La fibromialgia non si vede, sono quindi “malati invisibili” agli occhi della gente e dei medici che non conoscono questa sindrome.
Nella maggior parte dei casi la donna si trova a vivere una situazione di incomprensione da parte del medico di famiglia e molto spesso dei suoi familiari. Entrambi sono portati a pensare che si tratti di un dolore immaginario e quindi che la paziente debba essere seguita da uno psichiatra.

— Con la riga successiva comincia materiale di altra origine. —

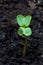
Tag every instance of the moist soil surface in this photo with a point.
(11, 44)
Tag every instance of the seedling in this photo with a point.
(24, 22)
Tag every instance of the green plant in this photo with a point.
(24, 22)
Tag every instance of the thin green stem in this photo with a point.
(25, 46)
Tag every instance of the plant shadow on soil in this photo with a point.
(11, 44)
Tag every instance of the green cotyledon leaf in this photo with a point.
(20, 31)
(23, 21)
(24, 31)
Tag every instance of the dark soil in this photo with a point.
(11, 44)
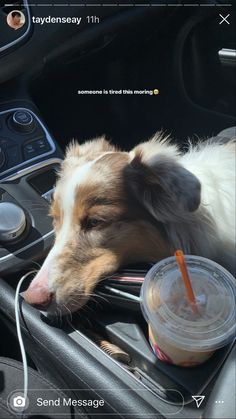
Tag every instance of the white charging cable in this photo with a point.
(19, 334)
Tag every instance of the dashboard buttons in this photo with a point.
(13, 156)
(2, 158)
(12, 221)
(22, 121)
(35, 148)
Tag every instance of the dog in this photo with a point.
(112, 208)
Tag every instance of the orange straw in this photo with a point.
(185, 276)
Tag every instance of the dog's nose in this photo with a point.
(38, 296)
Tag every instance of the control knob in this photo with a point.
(22, 121)
(12, 221)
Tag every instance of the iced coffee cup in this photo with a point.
(177, 334)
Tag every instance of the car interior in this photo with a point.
(180, 60)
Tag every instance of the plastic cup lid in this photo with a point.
(166, 308)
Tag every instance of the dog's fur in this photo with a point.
(112, 208)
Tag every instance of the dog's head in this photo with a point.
(107, 209)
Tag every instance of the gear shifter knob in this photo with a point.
(12, 221)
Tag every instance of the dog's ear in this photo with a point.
(89, 148)
(165, 188)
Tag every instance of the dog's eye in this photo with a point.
(93, 222)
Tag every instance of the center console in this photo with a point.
(103, 353)
(29, 159)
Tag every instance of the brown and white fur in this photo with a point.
(112, 208)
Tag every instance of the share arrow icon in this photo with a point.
(198, 400)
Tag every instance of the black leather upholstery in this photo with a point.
(79, 365)
(221, 403)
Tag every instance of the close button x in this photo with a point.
(224, 19)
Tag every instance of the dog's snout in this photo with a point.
(39, 297)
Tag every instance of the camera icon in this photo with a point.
(19, 401)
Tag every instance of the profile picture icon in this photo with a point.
(16, 19)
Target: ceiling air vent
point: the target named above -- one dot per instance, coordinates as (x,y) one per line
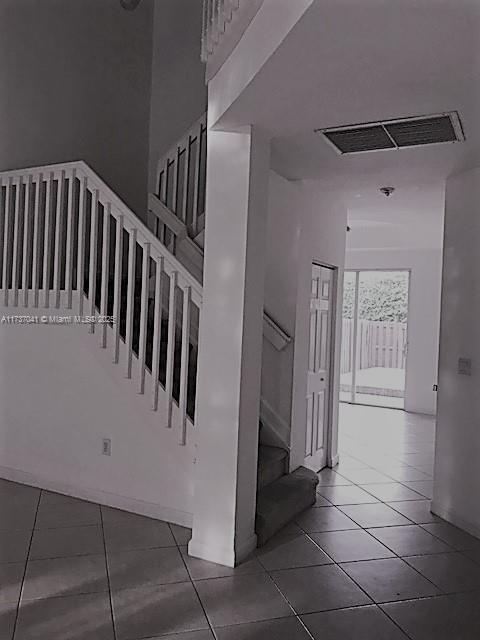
(395,134)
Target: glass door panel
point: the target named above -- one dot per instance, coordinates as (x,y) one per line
(376,304)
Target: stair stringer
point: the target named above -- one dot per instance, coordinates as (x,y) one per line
(61,395)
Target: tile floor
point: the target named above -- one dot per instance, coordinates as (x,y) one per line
(368,561)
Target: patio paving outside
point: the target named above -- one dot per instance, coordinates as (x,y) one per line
(375,385)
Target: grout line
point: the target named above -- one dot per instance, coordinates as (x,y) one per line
(26,565)
(110,598)
(192,582)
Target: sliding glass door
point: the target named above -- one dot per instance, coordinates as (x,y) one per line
(374,338)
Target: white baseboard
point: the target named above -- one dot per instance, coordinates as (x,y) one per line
(229,557)
(458,521)
(333,461)
(126,503)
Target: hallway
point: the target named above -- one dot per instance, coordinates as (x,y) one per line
(369,560)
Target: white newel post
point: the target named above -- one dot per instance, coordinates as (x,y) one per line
(230,346)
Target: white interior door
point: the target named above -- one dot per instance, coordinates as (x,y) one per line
(319,363)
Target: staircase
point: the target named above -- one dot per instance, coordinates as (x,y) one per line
(177,218)
(70,245)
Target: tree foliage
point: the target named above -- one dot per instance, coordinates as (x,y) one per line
(382,298)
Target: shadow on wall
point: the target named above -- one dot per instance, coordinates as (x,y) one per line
(72,89)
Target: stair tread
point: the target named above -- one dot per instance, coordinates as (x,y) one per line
(267,453)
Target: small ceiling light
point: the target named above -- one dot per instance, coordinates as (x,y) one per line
(387,191)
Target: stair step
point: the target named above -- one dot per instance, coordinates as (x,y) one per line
(272,464)
(283,500)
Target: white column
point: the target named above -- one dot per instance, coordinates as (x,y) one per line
(230,346)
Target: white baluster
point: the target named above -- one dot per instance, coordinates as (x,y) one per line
(196,180)
(184,364)
(82,214)
(172,313)
(16,241)
(36,240)
(117,291)
(164,184)
(176,171)
(92,274)
(142,343)
(157,331)
(6,240)
(105,272)
(186,181)
(57,265)
(47,237)
(26,238)
(132,246)
(68,247)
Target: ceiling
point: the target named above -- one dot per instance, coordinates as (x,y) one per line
(354,61)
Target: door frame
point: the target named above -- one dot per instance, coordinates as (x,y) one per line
(357,282)
(332,368)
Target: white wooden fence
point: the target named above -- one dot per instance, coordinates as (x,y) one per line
(380,344)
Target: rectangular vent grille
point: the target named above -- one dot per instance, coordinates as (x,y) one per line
(395,134)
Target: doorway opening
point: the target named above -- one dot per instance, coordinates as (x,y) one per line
(319,387)
(374,338)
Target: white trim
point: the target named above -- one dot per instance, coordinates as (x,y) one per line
(458,521)
(126,503)
(229,557)
(332,462)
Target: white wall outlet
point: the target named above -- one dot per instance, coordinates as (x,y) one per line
(106,447)
(464,367)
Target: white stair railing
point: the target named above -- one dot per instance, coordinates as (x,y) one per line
(219,16)
(177,210)
(181,179)
(67,241)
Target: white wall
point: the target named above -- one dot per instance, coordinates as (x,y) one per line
(305,223)
(457,472)
(75,85)
(423,315)
(59,396)
(281,278)
(179,94)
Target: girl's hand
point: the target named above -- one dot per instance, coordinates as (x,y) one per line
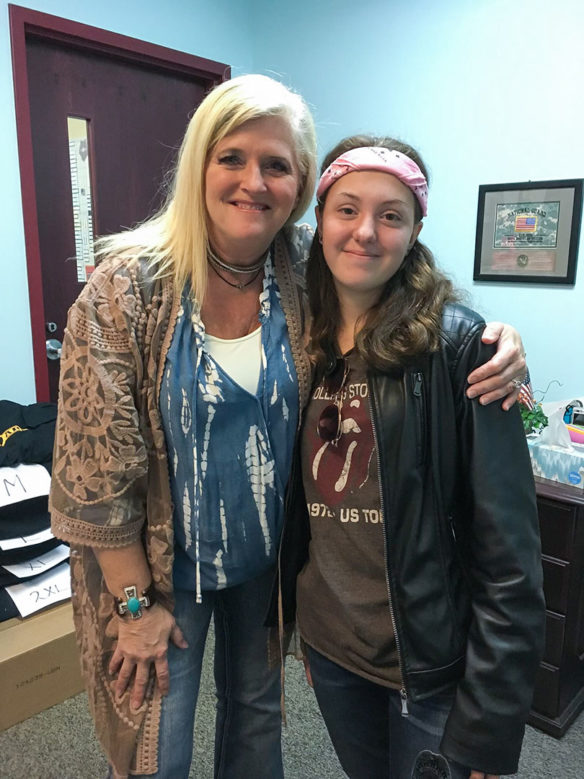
(141,643)
(495,379)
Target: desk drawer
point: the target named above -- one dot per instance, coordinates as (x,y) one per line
(555,626)
(556,581)
(546,697)
(556,525)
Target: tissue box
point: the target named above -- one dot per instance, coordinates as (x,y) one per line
(557,463)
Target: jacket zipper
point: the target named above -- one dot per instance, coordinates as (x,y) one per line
(417,391)
(403,693)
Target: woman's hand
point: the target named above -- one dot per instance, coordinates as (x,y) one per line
(141,643)
(494,380)
(307,669)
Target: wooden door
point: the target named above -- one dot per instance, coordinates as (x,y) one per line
(135,100)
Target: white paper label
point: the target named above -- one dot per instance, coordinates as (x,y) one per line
(40,564)
(20,543)
(23,482)
(42,591)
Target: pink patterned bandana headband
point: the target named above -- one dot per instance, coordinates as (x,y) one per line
(382,159)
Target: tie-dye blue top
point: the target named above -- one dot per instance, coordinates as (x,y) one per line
(229,451)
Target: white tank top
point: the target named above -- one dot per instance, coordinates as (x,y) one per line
(240,358)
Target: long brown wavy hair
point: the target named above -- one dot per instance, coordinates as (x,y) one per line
(406,320)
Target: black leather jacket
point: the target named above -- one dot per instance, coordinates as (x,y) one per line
(462,546)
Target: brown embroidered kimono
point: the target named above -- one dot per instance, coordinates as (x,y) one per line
(110,482)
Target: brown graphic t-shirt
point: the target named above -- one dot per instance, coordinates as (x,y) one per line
(343,600)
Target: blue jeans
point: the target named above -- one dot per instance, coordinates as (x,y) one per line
(371,737)
(248,721)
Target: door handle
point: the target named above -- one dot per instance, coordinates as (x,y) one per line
(54,349)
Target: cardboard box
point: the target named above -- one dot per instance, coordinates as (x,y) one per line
(39,663)
(556,463)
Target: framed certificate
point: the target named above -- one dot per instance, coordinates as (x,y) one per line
(528,231)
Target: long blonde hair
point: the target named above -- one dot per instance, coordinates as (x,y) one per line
(176,239)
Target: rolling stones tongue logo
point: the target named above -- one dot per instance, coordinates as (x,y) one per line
(341,470)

La fibromialgia non è una sindrome depressiva o immaginaria come molti medici ancora credono, ma una malattia vera, che interessa i tessuti molli (e non le articolazioni) e si presenta con dolori muscolari, affaticamento cronico, ipersensibilità al dolore proveniente anche da stimoli cutanei innocui, mal di testa, disturbi del sonno. Questa alterazione periferica e centrale dei meccanismi del dolore fa sì che ogni stimolo, anche quello più naturale e fisiologico – dallo stare in piedi ai i rapporti sessuali – risulti doloroso. E il dolore è cronico, tale da comprometterne la vita”. “Il 90% delle persone colpite da fibromialgia sono donne, a ulteriore conferma che il dolore cronico ha una maggiore incidenza nel sesso femminile minandone seriamente la qualità della vita e provocando nella maggior parte dei casi anche una perdita della gioia di vivere portando fino alla depressione.

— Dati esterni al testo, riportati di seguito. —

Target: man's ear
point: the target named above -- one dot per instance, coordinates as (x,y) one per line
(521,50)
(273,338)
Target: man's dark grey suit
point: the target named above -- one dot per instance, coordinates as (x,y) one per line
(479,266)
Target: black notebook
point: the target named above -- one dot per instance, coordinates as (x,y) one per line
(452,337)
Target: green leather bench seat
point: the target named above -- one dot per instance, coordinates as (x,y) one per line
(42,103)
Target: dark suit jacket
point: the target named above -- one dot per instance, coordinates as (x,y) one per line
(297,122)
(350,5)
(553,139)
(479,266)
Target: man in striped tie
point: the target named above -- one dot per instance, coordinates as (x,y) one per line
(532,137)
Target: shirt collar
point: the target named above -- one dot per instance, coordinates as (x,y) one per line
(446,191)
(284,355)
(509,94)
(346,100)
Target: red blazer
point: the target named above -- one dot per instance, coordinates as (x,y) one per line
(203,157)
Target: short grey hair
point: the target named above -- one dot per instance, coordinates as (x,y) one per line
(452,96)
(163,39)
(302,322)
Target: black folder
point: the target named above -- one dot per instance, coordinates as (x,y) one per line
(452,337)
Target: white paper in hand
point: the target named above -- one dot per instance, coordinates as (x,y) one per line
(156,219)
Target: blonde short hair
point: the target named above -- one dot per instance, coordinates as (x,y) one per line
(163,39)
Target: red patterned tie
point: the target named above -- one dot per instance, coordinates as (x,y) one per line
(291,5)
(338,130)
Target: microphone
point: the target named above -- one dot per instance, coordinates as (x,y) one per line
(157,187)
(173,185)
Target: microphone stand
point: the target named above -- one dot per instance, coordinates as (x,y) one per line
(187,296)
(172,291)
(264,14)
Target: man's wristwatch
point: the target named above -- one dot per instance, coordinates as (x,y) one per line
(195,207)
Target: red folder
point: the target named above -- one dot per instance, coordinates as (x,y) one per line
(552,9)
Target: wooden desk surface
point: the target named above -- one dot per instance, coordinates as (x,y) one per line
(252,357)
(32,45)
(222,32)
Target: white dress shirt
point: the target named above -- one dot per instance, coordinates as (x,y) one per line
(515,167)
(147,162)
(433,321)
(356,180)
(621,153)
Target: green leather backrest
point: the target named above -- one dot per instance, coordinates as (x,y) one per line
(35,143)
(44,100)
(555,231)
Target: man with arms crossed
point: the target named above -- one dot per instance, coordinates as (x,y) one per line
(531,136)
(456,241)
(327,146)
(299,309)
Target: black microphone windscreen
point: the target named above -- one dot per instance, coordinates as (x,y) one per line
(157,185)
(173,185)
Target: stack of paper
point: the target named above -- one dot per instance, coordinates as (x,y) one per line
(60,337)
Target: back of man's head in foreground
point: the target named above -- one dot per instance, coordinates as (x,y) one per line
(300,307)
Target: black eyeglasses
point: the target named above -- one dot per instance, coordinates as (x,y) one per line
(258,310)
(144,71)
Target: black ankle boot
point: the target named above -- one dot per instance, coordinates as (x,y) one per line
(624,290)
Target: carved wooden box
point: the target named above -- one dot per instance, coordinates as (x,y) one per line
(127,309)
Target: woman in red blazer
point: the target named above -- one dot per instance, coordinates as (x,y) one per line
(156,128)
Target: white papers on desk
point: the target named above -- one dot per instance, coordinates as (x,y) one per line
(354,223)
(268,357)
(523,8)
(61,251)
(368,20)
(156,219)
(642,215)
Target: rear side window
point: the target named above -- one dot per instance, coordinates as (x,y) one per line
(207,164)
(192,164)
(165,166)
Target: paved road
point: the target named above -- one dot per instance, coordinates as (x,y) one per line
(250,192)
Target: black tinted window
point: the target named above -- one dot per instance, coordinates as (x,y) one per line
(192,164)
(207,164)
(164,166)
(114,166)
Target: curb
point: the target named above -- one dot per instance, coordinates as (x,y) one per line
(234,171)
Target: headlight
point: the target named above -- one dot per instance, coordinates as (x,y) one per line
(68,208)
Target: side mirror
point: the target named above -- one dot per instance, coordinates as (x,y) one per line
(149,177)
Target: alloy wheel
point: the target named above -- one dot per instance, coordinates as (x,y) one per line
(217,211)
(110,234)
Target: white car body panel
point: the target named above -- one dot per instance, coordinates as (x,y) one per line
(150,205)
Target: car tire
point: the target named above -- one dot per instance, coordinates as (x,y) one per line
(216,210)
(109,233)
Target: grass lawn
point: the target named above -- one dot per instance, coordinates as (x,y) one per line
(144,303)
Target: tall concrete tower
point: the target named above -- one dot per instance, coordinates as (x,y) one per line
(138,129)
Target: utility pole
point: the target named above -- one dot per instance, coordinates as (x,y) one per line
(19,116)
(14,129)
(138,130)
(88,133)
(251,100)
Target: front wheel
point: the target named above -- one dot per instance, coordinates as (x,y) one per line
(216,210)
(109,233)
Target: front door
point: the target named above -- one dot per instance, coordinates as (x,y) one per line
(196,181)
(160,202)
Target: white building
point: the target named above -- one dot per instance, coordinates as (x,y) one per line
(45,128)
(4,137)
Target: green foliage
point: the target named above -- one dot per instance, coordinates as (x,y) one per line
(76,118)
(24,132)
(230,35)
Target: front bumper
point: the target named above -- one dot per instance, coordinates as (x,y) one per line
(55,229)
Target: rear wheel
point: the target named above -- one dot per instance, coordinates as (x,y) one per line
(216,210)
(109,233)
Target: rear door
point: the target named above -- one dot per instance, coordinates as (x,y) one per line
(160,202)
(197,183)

Le donne sono maggiormente colpite da questa malattia perché predisposte dal punto di vista neuroendocrino ad una alterazione dei meccanismi del dolore per i processi biologici cui vanno incontro nelle varie fasi della loro vita (menopausa, ciclo mestruale), ma anche perché sono più inclini a subire in modo notevole lo stress cronico psico-fisico legato alla vita moderna, che le vede impegnate su più fronti (lavoro, famiglia, figli). Non tutte le persone con una soglia del dolore alterata o soggette a stress, però, si ammalano di fibromialgia. In genere si tratta di persone ansiose, poco inclini al cambiamento, che iniziano ad avere dolore cronico e spesso cadono, infine, in depressione, sia perché il dolore è insopportabile e non permette di vivere nemmeno gli aspetti più naturali dell’esistenza, sia per la frustrazione di una diagnosi che cataloga il dolore come psicologico o immaginario dopo una serie di analisi e visite spesso inutili. Una accurata e attenta anamnesi insieme all’esame dei ‘tender points’ (punti dolenti muscolari) dovrebbe, invece, essere sufficiente al medico per capire immediatamente di cosa si tratta. La cura consiste nell’utilizzo di farmaci per alzare la soglia del dolore (anticonvulsionanti) o che lo modulino (antidepressivi). Possono essere utili anche coadiuvanti come i sedativi o gli oppiacei come il tramadolo, che si è rivelato efficace in alcuni casi. Ma l’approccio deve sempre essere multidisciplinare. Accanto alla terapia farmacologia deve esserci una riabilitazione fisica graduale per aumentare la resistenza e una psicoterapia cognitivo-comportamentale. Spesso, infatti, i fibromialgici sono persone con seri problemi di traumi affettivi che devono essere approfonditi.
In questi casi, una psicoterapia adeguata, integrata attraverso l’utilizzo di tecniche di rilassamento (quali il training autogeno), forniscono alla persona un supporto valido per contrastare le difficoltà della patologia, oltre che alleviare la sofferenza.